Wednesday, August 25, 2010

Religion stuff

There's a middle-aged couple who run the dry-cleaners down the road from me. In the past I've been a regular there, financial jobs like mine having a high formal-suit quotient. So I've got to know them quite well.

They're lovely people. Immigrants from Rajasthan (largest state in India), they've been over here a couple of decades now. They're really friendly and always make me feel welcome.

They're also quite religious. Once upon a time that would have been a problem for me, not because it bothered me but because it would start me ranting. I'd debated the God question online for so long that the thread of the argument had burned its way into my brain. In recent years I've been trying to train myself to resist this compulsion.

So when we started chatting about it, I did my best to shut up and listen. And what I learned was quite interesting to me. I've always been fascinated by small religions, and this couple are both passionate about one I hadn't ever heard of before, called "Santmat" (roughly: the way of the saints).

Santmat is a classic "medley" religion. Just as Sikhism originated in an attempt to meld Hinduism with Islam, Santmat claims that each of these groups has an equally valid handle on the truth. In particular, they each have genuine gurus, or saints - individuals in whom the spark of the divine burns most strongly.

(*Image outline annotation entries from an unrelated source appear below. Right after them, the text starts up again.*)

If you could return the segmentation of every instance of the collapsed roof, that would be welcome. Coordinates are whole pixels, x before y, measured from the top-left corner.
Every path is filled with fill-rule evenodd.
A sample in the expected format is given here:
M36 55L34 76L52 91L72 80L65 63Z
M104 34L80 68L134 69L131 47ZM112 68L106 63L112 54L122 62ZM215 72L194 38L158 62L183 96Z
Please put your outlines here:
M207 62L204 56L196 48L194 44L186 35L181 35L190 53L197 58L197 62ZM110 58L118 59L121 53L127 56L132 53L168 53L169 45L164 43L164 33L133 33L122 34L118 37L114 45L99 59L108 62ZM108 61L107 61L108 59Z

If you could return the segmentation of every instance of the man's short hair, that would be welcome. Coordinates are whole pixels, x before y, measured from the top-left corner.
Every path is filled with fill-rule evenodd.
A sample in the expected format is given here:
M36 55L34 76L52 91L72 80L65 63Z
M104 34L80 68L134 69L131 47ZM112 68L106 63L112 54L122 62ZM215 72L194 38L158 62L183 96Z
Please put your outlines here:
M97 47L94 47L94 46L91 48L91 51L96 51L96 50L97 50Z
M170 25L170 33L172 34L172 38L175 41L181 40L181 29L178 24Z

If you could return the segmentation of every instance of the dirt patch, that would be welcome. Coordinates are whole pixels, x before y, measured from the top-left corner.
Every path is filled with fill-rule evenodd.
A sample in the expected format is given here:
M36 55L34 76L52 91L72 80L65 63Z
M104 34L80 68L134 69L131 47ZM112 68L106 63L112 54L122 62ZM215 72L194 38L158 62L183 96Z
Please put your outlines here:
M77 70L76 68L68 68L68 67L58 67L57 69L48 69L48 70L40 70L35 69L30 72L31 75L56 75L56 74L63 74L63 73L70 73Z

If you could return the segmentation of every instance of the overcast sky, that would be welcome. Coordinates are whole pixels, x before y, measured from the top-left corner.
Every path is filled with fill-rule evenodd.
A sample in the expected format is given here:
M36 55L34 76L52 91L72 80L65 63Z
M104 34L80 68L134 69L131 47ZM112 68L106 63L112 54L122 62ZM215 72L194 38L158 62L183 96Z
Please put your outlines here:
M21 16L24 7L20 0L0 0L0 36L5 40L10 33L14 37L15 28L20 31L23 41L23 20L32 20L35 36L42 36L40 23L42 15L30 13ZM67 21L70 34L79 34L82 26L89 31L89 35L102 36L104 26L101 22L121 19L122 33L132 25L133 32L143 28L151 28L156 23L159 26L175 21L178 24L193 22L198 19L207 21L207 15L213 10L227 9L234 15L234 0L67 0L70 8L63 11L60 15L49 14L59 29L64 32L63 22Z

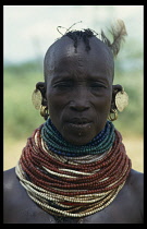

In the usual three-blind-men-and-an-elephant fashion, these saints all perceive the same divinity, but interpret it to their followers in a way that is appropriate to the time and place in which they operate. Saying that one religion is truer than another is nonsensical; if each has a true saint at its heart, they are just as valid. If you don't find one religion convincing, that just means that you're not destined to become a follower of that particular guru.

For this reason, I'm not entirely sure that Santmat can be considered a religion in the normal sense. It's more a philosophy, a system for putting all the other religions in context. The part that does count as a religion is the Radha Soami Satsang Beas, which is a group formed around a particular lineage of saints.

Each of these gurus made more converts for the Radha Soami movement. The sociology of this is interesting. You must remember that in Santmat, the important thing is the saint you follow rather than the name you call your religion. So followers of each guru tend to see themselves as distinct from the other "waves".

For example, my friends from the dry-cleaners were converted by the guru Maharaj Charan Singh Ji. Although he passed away in 1990, I think they feel a stronger affinity for him and his "generation" of believers than they do for the current guru (Baba Gurinder Singh Ji, Charan Singh's successor). Certainly the religious literature they've been feeding me seems to focus on him. There's no acrimony; your choice of guru to follow is as personal as your choice of woman to fall in love with, and people aren't expected to have the same preference.

Generally a rather nice, innocent religious group, with no blots on its history. So do I find them convincing? Am I going to find a guru of my own?

Unsurprisingly, the answer is: probably not. Firstly, of course, I find their cosmology unconvincing. I don't see any particular reason to believe that we have souls, for example.

The Santmat rebuttal here is: I don't believe in souls because I listen to scientists; they do believe in souls because they listen to saints. We've just chosen different gurus.

But this misses the point. In short: how do you choose a guru?*

The Santmat approach is your basic touchy-feely "you just know he's the one" kind of thing. But this is a problem for me because, back in the material world, many people have felt like that about some very scary characters. Hitler was considered quite the role model at one point, as was Stalin (still is, in some circles).

So, in situations where we can test how good people are at picking good gurus, we find the answer is: not very.

But that's kinda nihilistic. If people are bad at choosing trustworthy gurus, how do I know my scientists can be trusted? After all, there are some scandals in the history of science too (cold fusion, Hwang Woo-suk's cloning research, I could go on all day).

The answer is nicely paradoxical. I trust the scientific community because I don't have to. They don't expect me to. When they tell me something, they also present me with the data to back it up, and the method that gave rise to that data, and I can go away and confirm it all for myself.

By and large I don't bother to check the data - it'd be very time-consuming and expensive. Fortunately, there are lots of other scientists who are generally willing to replicate experiments, especially interesting or controversial ones. Scientists keep each other honest.

I don't see any evidence that gurus have that kind of skeptical mindset. Until I do, I won't be believing in souls.

* I should mention that this question is explicitly raised in one of their books (ch2 of The Science of Spirituality). Sadly, I don't think they actually answer in plain language. As far as I can tell, the chapter just boils down to: you'll know him/her when you see him/her.